A la segunda línea sí se le ordenó poner la cara en Luján. Estuvieron el gobernador, Axel Kicillof, y la vice Verónica Magario; la Jefa de Diputados, Cecilia Moreau, el camporista Andrés Larroque, unos cuántos intendentes bonaerenses, una decena de jefes piqueteros y algunos ministros nacionales entre los que se destacó el tucumano y jefe de gabinete, Juan Manzur.

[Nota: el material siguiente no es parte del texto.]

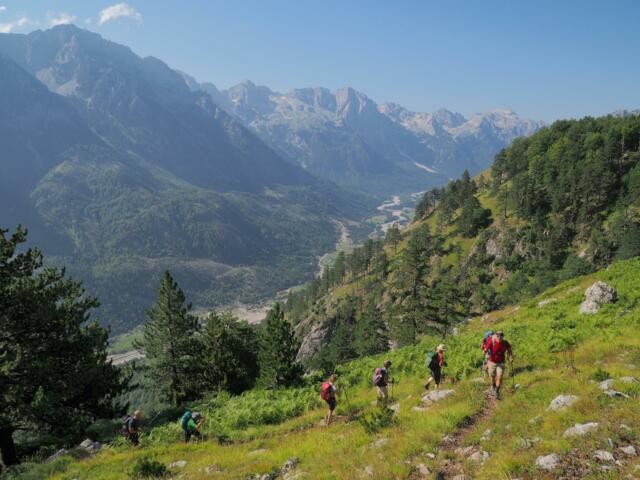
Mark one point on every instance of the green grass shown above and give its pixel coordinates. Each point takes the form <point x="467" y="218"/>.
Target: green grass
<point x="124" y="342"/>
<point x="558" y="351"/>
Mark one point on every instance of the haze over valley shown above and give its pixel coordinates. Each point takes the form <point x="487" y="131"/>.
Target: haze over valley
<point x="122" y="167"/>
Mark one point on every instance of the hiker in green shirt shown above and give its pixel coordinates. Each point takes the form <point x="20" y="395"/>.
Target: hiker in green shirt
<point x="191" y="423"/>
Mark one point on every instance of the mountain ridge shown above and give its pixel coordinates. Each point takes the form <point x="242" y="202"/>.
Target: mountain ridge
<point x="122" y="171"/>
<point x="374" y="146"/>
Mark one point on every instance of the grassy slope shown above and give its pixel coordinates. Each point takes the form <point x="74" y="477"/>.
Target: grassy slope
<point x="558" y="352"/>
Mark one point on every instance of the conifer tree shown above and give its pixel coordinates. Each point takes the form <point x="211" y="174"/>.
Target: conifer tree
<point x="229" y="350"/>
<point x="371" y="335"/>
<point x="170" y="344"/>
<point x="278" y="350"/>
<point x="55" y="378"/>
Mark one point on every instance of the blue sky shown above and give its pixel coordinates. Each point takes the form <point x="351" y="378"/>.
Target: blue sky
<point x="544" y="59"/>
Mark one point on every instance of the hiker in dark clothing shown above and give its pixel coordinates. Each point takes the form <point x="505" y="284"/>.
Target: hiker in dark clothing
<point x="191" y="423"/>
<point x="132" y="428"/>
<point x="496" y="349"/>
<point x="328" y="394"/>
<point x="381" y="381"/>
<point x="435" y="362"/>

La presencia institucional se restringió a Alberto Fernández y al ex presidente Eduardo Duhalde, en una fotografía desangelada de ambos que mostró como pocas veces el deterioro acelerado de la figura presidencial. No estaba Massa, no estaba Máximo, y tampoco estaba ella. Si Cristina quiso dejarlo expuesto una vez más a Alberto, lo logró con creces. Isabel II de Inglaterra, cuyos gestos de crueldad en el ejercicio del poder fueron muy recordados en estos días de funerales, la hubiera aplaudido.
Poco después de la misa en Luján, el kirchnerismo siguió con otro acto en la Ciudad de Buenos Aires. Es un distrito donde son minoría y sus dirigentes son ruidosos aunque menos relevantes. Pero, en el Parque Lezama, se olvidaron de la “fraternidad” de tres horas antes y agitaron las consignas de la ley del odio, las críticas al fiscal Diego Luciani y la candidatura de Cristina 2023.

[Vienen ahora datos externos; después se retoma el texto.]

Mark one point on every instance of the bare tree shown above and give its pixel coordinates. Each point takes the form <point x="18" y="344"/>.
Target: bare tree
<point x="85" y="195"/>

La misa para Cristina en la Basílica de Luján logró conmover incluso la interna política de la Iglesia. El arzobispo de Mercedes, Jorge Scheinig, pidió disculpas al final del sermón “si metí la pata”, en relación a una misa que el intendente kirchnerista de Luján, Leonardo Boto, le había pedido y que terminó en una suerte de acto partidario cobijado por la Iglesia. De todos modos, siempre está el largo brazo del Papa Francisco, quien privilegia la relación con Cristina y que tuvo allí al referente Juan Grabois.
“Cristina se acerca a Perón porque necesita los votos”, explicaba el ex embajador Ramón Puerta en una entrevista por CNN Radio. El misionero, que fue presidente por cuarenta y ocho horas tormentosas en el final del 2001, acusa al kirchnerismo de ser okupas del peronismo y castiga al Presidente, a quien le retira la categoría de peronista con una alegoría risueña. “Alberto tiene el traje de Alfonsín, los bigotes de Alfonsín y está acompañado por (Leopoldo) Moreau; es un presidente radical”, lo fastidia, como si el peronismo fuese una garantía de buena administración.

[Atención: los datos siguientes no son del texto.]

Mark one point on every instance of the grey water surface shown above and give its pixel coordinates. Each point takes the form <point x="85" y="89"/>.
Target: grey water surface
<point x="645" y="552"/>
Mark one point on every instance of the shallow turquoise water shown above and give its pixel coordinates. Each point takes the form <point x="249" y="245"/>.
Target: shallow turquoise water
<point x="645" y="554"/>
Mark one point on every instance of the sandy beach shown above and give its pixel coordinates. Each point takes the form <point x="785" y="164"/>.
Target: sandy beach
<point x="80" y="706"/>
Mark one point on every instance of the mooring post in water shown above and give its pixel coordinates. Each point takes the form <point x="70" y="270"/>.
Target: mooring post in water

Mientras Massa intenta ponerse en Washington el disfraz de James Baker III, en la Argentina, Cristina sigue echándole combustible a iniciativas como las de la ley del odio y no descarta incluso cambiar las reglas de juego electorales amenazando con una suspensión de las PASO si las circunstancias la favorecieran. Son señales que tienen más familiaridad con las herramientas que fue acumulando el chavismo para resistir en el poder que con el regreso de izquierda light que promueve Lula en Brasil.
Firmenich plantea que la Constitución Nacional “no es suficiente”. Y que la democracia del siglo XXI debe acabar con el monopolio de “una clase política que pueda traicionar a sus votantes”. Por eso, sugiere avanzar hacia una democracia plebiscitaria, con restricciones para la selección de jueces, y ampliación de la Corte Suprema con carácter federal.
Firmenich, al fin y al cabo, tiene la enorme fortuna de estar vivo y de que las mismas democracias liberales que él condena le permitan decir las barbaridades que se le ocurran. A riesgo, incluso, de que algunos lo puedan tomar en serio.